Regarding the character association for cold hardiness, it has been found that a strong positive correlation exists between the rate of photosynthesis and cold hardiness. Normally, photosynthesis during the winter season is limited by unfavorable environmental conditions [31]. Seasonal changes in the rate of photosynthetic capacity were also observed as the photosynthesis increases in spring and decreases in autumn [32]. In the present study, the photosynthesis of CT-44 was much higher than that in any other genotypes during the colder months. This clearly indicates the innate ability (genetic potentiality) of this genotype to tolerate cold much better than other genotypes. Earlier, reference [11] reported that cold resistant varieties of wheat exhibited higher photosynthetic rate. There was also positive correlation between photosysnthesis with leaf yield. Similarly, nitrate reductase activity was also higher in CT-44, which was in corroboration with the earlier observation that cold resistant genotypes have higher nitrate reductase activity [33]. Maize seedling that developed under low temperature was found having low pigments [34], changed antioxidative defense [35]. These changes probably reflect the ability of the plant to adjust to the varying climatic conditions. In the present work it could be seen that leaf yield and photosysnthesis was positively and signifycantly correlated. Thus, under cold seasons CT-44 yielded much higher than others and the leaf senescence was much less (9.80%). Thus, there is a negatively signifycant correlation between leaf senescence and the leaf yield. Plants with delayed leaf senescence were found yield substantially higher during colder months [14]. The significant correlation between leaf yield and other important physiological and biochemical traits viz., Pn, TSP, NRA and LAI, suggests the possibility of using these parameters for selection of mulberry genotypes for better leaf yield under cold conditions. Therefore, in mulberry, genotypes with delayed leaf senescence have higher LAI, TSP, Pn and NRA activity, which in turn lead to higher leaf yield. Thus, leaf senescence can be considered as important selection criteria. The character association and path coefficient analysis further support this fact.

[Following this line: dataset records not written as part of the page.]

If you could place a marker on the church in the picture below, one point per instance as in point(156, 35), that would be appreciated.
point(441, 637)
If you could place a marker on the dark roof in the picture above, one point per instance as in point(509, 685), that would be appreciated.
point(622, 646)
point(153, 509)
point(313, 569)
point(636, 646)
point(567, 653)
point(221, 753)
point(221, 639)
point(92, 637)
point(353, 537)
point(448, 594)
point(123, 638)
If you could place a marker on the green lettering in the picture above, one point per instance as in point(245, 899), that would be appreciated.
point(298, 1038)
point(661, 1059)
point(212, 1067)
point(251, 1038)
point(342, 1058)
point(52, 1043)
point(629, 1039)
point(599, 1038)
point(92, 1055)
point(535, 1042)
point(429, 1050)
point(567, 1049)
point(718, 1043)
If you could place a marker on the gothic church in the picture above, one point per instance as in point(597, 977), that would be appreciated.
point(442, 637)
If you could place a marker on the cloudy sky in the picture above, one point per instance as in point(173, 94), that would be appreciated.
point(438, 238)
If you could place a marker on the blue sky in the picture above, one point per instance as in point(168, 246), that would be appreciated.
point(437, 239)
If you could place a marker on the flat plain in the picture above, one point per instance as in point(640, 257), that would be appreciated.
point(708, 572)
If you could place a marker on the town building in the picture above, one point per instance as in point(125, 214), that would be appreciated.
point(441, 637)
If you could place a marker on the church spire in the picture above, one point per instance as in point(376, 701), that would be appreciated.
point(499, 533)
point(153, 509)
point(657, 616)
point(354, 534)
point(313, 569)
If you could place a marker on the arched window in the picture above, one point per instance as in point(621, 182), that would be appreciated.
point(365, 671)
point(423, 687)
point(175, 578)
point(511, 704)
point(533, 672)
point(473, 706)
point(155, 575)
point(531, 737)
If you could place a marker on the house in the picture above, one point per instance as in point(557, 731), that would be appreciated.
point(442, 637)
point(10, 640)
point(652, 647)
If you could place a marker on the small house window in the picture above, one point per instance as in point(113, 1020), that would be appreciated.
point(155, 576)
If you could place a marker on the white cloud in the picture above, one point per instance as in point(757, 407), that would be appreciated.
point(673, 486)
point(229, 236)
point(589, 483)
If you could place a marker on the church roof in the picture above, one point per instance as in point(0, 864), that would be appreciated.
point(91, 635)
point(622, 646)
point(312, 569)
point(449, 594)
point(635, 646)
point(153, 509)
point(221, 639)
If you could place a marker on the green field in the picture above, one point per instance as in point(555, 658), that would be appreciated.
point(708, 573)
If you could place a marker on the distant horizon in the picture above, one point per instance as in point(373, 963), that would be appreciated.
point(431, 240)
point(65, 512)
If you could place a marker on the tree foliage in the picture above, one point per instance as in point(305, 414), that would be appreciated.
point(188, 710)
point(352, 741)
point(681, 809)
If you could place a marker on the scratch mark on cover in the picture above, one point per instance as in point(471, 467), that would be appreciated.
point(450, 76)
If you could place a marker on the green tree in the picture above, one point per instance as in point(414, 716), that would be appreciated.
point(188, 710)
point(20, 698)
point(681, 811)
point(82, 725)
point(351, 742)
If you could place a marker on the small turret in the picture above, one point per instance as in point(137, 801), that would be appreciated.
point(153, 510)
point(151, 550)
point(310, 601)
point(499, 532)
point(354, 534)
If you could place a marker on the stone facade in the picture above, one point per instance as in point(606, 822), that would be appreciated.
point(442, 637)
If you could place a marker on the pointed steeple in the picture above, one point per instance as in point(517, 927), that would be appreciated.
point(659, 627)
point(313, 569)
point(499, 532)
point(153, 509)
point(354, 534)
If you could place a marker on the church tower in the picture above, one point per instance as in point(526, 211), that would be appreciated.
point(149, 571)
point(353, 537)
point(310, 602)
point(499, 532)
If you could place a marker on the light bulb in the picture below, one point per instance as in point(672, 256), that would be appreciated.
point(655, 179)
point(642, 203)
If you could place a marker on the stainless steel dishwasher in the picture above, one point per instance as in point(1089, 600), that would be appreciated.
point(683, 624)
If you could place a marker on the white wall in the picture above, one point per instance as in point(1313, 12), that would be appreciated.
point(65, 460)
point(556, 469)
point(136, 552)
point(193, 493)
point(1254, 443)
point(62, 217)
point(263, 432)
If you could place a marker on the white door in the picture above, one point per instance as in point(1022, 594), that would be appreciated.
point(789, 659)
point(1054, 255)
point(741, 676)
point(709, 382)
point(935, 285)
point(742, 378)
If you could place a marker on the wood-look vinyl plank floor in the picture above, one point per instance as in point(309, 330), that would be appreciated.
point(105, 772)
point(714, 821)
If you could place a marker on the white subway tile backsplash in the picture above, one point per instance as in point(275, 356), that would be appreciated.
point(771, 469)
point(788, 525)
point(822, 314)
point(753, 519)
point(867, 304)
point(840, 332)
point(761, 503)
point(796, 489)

Thus, CT-44, developed in this study has better cold tolerance, which is clearly evidenced from the higher leaf yield over the check (S-1635) during all the silkworm seasons. It can be further concluded that, for sustainable bivoltine sericulture in West Bengal, CT-44 can be of much use and the important physio-biochemical characters viz., high Pn, TSP, NRA and LAI will be of worthy to consider for the development of mulberry varieties with delayed leaf senescence during colder months and to provide consistently higher leaf yield irrespective of the seasonal changes.